Museum of History and Industry

Seattle, Washington

Project Size:

Renovated area: 52,338 square feet

Project Status:

Completed 2012

LEED Status:

Certified LEED Commercial Interiors Platinum

Press

A Place Comfortable with Boeing, Anarchists and Frasier

The New York Times, 12/28/12

A history museum that also shows our present and future

Daily Journal of Commerce, 1/7/13

Design Perspectives -- MOHAI: A Sense of history in a place of change

Daily Journal of Commerce, 1/16/13

'Water World' Seattle opens LMN Architects' Museum of History and Industry

The Architect's Newspaper, 5/31/13

Selected Awards

2014 AIA

Washington Council Civic Design Award

2014 National Building Museums

Buildy Award

2013 American Architecture

Award

2013 AGC

Build Washington Awards, Private Building $10-25 Million

2013 European Centre & the Chicago Athenaeum

American Architecture Award

2013 Historic Seattle

Beth Chave Preservation Award

2013 State Historic

Valeria Sivinski Award for Rehabilitation

Vision
Seattle’s 1942 Naval Reserve Armory Building, formerly an underutilized, decaying structure at the center of major redevelopment plans for the South Lake Union neighborhood, is transformed into a key community asset as the home of the Museum of History and Industry. The LEED Platinum certified renovation makes subtle but sweeping enhancements to the original building to ensure a long future life. The Museum now hosts hundreds of visitors daily and anchors a cluster of waterfront-related historic resources in the newly designed South Lake Union Park.

Site and Program
South Lake Union, historically a commercial and light industrial neighborhood with ties to Seattle’s maritime industry, has undergone a development upheaval in the past decade. It is often seen as a model community for the city’s sustainable future through civic-oriented projects such as the Mercer Corridor Streetscape Design and the multi-block Amazon Headquarters. The Museum of History and Industry joins these and other progressive, mixed-use developments in redefining the district’s sense of place, welcoming an influx of thousands of new residents and creative, knowledge-driven businesses.
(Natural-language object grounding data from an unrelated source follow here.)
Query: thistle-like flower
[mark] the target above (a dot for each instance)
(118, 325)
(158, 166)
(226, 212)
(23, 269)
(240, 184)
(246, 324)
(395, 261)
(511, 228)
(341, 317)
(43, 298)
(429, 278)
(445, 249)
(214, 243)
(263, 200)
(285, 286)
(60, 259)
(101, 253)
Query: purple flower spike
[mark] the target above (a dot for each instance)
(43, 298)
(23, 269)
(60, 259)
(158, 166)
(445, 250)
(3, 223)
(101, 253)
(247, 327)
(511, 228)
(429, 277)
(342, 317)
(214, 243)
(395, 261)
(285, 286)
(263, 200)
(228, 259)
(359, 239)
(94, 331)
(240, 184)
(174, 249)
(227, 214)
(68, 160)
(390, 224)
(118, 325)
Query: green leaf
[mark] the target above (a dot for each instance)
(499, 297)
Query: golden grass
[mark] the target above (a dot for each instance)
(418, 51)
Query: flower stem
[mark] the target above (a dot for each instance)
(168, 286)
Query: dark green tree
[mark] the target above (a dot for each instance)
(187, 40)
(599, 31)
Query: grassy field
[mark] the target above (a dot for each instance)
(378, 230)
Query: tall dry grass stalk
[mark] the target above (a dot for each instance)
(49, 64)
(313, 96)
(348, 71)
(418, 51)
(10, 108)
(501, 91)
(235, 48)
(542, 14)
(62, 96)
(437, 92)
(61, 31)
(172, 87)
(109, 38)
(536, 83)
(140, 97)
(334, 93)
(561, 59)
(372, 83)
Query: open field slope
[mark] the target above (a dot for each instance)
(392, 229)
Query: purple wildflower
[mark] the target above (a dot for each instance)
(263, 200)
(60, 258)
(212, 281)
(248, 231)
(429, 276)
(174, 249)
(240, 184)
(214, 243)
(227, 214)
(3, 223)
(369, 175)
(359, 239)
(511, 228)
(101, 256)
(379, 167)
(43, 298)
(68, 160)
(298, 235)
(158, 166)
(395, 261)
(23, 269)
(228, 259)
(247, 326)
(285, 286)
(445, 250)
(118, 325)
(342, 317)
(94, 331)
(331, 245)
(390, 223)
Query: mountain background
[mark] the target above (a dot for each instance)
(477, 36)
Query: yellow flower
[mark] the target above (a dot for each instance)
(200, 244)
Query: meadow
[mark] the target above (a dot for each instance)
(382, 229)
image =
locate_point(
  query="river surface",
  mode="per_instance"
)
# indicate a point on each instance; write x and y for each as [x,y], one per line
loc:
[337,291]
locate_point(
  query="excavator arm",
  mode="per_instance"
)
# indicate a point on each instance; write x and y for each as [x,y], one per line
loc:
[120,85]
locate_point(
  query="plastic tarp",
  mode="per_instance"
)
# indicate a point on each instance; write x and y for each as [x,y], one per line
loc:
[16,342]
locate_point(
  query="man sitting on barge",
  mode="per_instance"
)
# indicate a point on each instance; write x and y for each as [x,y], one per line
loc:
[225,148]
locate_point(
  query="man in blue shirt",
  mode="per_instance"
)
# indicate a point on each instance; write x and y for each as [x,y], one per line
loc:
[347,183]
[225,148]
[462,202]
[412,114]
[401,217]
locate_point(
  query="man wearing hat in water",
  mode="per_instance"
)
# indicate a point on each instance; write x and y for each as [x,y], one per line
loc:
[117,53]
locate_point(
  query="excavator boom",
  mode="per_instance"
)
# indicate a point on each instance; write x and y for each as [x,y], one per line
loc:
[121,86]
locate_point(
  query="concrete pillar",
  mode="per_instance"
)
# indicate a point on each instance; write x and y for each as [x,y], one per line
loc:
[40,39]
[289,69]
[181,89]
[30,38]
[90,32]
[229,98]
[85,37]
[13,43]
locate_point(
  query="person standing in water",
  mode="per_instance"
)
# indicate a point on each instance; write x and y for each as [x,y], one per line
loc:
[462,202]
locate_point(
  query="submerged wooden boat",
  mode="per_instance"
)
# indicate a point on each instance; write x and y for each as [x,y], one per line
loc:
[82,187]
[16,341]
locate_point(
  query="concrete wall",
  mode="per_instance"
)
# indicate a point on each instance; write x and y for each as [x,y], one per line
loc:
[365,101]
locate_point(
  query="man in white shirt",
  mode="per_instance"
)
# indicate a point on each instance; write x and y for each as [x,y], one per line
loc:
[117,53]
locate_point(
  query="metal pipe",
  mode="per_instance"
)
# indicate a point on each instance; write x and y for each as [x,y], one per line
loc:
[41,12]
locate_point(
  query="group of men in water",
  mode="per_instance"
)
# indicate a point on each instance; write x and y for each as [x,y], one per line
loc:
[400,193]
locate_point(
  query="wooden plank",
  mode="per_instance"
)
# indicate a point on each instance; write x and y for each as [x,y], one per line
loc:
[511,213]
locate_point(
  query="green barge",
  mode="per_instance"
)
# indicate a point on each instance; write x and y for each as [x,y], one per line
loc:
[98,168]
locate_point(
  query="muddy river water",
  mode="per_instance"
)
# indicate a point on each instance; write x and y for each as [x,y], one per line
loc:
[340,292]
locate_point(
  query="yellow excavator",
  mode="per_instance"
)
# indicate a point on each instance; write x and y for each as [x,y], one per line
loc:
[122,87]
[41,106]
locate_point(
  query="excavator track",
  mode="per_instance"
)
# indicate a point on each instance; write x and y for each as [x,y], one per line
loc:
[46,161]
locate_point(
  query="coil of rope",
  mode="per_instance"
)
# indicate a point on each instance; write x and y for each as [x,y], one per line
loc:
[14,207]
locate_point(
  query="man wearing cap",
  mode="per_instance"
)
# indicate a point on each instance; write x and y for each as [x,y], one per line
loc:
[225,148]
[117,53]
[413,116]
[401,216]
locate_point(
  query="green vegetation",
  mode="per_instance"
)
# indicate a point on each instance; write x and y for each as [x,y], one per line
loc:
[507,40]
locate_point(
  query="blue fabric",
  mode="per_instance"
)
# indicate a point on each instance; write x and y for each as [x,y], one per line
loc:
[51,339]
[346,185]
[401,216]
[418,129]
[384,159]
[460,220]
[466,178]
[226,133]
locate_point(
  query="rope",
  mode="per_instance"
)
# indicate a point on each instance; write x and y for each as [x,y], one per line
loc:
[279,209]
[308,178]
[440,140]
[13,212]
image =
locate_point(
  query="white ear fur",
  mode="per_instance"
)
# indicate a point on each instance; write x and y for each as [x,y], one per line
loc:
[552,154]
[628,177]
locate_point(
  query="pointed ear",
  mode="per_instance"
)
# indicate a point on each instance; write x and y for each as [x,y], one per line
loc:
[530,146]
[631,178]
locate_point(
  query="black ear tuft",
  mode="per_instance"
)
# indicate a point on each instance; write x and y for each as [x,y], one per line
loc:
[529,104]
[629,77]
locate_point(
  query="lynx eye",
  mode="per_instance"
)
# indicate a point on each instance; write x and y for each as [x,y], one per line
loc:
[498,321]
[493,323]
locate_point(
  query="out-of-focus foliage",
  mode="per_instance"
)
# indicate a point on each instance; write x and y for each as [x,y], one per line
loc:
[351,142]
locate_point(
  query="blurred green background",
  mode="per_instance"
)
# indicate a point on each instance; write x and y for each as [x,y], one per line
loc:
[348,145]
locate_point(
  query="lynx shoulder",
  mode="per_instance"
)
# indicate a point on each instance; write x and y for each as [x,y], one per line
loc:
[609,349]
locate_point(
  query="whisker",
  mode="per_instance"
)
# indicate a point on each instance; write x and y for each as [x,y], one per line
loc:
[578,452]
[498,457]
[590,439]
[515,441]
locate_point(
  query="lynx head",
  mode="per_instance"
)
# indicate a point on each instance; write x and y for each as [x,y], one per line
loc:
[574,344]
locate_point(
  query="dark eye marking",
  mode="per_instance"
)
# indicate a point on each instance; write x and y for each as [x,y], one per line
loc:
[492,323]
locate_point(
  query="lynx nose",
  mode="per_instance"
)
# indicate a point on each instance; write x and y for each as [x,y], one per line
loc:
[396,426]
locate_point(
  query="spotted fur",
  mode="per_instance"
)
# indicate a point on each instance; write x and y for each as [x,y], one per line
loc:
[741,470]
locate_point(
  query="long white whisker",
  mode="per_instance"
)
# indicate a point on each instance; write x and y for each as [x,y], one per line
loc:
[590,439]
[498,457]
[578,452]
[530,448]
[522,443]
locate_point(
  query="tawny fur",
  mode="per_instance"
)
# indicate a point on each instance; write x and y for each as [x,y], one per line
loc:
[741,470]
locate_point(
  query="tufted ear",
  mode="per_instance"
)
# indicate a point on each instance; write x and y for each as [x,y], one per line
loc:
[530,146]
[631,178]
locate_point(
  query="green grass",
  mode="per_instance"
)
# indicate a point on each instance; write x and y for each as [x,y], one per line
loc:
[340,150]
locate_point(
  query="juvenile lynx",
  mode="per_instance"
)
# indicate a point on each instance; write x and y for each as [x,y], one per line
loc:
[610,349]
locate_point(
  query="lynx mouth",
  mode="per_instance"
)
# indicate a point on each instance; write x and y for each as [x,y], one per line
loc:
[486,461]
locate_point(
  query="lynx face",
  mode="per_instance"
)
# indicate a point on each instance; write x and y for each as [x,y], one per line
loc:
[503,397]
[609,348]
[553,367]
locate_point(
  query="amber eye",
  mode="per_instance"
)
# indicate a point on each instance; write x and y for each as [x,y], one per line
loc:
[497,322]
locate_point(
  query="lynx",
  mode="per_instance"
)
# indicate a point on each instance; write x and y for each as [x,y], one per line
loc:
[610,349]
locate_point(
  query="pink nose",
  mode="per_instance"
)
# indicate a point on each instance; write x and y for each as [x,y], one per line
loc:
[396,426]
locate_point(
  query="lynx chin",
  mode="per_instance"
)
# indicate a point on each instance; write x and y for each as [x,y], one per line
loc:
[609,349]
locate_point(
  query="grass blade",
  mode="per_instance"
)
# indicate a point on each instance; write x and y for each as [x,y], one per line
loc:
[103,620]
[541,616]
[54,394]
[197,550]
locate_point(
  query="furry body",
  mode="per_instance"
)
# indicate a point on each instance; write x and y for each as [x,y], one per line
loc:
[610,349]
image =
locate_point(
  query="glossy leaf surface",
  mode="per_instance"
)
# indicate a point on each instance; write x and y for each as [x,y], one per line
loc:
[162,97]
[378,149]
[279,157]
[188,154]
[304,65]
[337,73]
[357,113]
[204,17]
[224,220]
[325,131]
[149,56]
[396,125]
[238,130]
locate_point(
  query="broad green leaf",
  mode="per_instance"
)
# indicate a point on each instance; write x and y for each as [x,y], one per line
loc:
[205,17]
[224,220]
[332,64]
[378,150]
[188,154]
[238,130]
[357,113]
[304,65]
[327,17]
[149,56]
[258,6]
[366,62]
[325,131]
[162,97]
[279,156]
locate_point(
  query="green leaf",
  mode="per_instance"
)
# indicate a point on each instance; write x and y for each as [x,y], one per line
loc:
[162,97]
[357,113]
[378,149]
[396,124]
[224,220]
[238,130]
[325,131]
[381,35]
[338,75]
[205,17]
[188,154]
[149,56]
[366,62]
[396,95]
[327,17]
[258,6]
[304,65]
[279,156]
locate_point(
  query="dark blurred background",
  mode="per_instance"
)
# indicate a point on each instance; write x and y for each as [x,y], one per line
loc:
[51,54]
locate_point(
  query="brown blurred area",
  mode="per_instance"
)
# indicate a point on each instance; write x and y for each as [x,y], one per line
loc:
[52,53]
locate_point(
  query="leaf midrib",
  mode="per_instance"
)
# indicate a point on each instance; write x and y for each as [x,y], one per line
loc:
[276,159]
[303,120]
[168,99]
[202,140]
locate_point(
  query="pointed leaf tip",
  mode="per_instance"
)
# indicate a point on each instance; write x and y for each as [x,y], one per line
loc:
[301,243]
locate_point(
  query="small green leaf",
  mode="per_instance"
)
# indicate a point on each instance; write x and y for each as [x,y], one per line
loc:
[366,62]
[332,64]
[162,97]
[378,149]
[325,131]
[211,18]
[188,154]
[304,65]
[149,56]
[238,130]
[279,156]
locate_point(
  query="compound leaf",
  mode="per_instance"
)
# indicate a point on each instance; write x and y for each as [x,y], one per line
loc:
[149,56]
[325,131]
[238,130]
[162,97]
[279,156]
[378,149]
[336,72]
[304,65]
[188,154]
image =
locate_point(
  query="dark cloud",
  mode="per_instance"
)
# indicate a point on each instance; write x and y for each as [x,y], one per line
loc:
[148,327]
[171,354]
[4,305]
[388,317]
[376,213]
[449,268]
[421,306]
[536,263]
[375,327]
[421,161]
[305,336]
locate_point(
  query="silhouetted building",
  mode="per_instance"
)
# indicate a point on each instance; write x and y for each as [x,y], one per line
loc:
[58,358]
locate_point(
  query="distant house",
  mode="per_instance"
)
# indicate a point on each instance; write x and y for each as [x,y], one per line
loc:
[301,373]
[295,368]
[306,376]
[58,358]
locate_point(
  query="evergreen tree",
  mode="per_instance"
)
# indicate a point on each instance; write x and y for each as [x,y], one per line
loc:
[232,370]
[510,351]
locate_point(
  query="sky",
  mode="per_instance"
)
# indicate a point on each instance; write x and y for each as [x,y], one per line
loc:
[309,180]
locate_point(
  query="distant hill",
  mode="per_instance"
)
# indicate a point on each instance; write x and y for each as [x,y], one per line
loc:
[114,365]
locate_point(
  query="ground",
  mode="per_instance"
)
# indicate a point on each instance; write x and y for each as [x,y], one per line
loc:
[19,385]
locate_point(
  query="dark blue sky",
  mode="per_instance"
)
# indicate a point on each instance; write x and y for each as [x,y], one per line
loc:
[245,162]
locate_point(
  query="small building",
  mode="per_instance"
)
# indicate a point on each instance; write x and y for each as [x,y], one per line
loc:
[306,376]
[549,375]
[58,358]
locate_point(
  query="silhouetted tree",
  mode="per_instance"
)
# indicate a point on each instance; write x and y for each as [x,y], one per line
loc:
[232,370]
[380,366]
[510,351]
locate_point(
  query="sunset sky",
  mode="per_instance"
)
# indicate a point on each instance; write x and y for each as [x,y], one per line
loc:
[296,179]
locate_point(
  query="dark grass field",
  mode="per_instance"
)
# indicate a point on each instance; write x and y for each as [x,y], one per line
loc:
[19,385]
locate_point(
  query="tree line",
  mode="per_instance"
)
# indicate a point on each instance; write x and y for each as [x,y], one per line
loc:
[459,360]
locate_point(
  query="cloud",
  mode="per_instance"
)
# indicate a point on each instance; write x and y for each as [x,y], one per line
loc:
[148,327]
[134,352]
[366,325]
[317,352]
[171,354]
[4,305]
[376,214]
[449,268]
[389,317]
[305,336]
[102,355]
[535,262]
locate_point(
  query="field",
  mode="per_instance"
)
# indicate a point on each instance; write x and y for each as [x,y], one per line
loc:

Exhibits center on the rich history of innovation in Seattle industry, tracing the city's cultural journey from wilderness to global recognition in maritime, aerospace, computer technology, music, and many other fields. Adjacent site assets, such the Center for Wooden Boats, a collection of historic ships, and a waterfront history trail, are used as view elements, interacting with the exhibits inside and the overall museum experience. As New York Times architecture critic Edward Rothstein remarked, “It is difficult to imagine the same objects on display elsewhere having the same effect.”

Design
The interior layout of the existing building consists of a 40-foot high “Drill Hall” with a balcony around the perimeter of the second floor. The renovation masterfully incorporates new finishes, a dramatic architectural stair and glass elevator, generous daylight throughout and an inviting atmosphere for large-scale exhibits and special events. LMN’s interior design team built on the existing wood and concrete material palette with finishes that are suitable for the Museum and, in particular, supportive of an appropriate acoustic environment. Exhibit spaces flow through the first and second floors, while a café on the ground level opens to a newly built outdoor terrace that interfaces with the park. Continuing the building’s aesthetic, the added west terrace matches the original 1942 materiality, including a pair of reproduced Art Deco-style light fixtures with custom-designed molded eagles flanking the entrance. The successful renovation of this landmark was partially funded by federal historic preservation tax credits.

LMN Tech Studio
Retrofitting a WWII-era military structure to house sensitive historic artifacts required careful study of daylight intensity in the exhibit spaces to provide appropriate shading and solar protection without compromising the 360-degree views that are a hallmark of the site. The LMN Tech Studio conducted this study using a High-Dynamic Range Imaging (HDRI) camera to capture data about ambient luminance in the existing building. This data was fed into daylight simulation software and used to create a dynamic map of daylight intensity throughout the year on the upper floors and the large atrium space. The exhibit designer used this information to plan the flow and placement of exhibits, strategically shading certain openings while preserving views of Lake Union’s context as an integral part of the storytelling. Some 94% of interior spaces have access to views, and 77% are daylit to a level allowing lights to be off.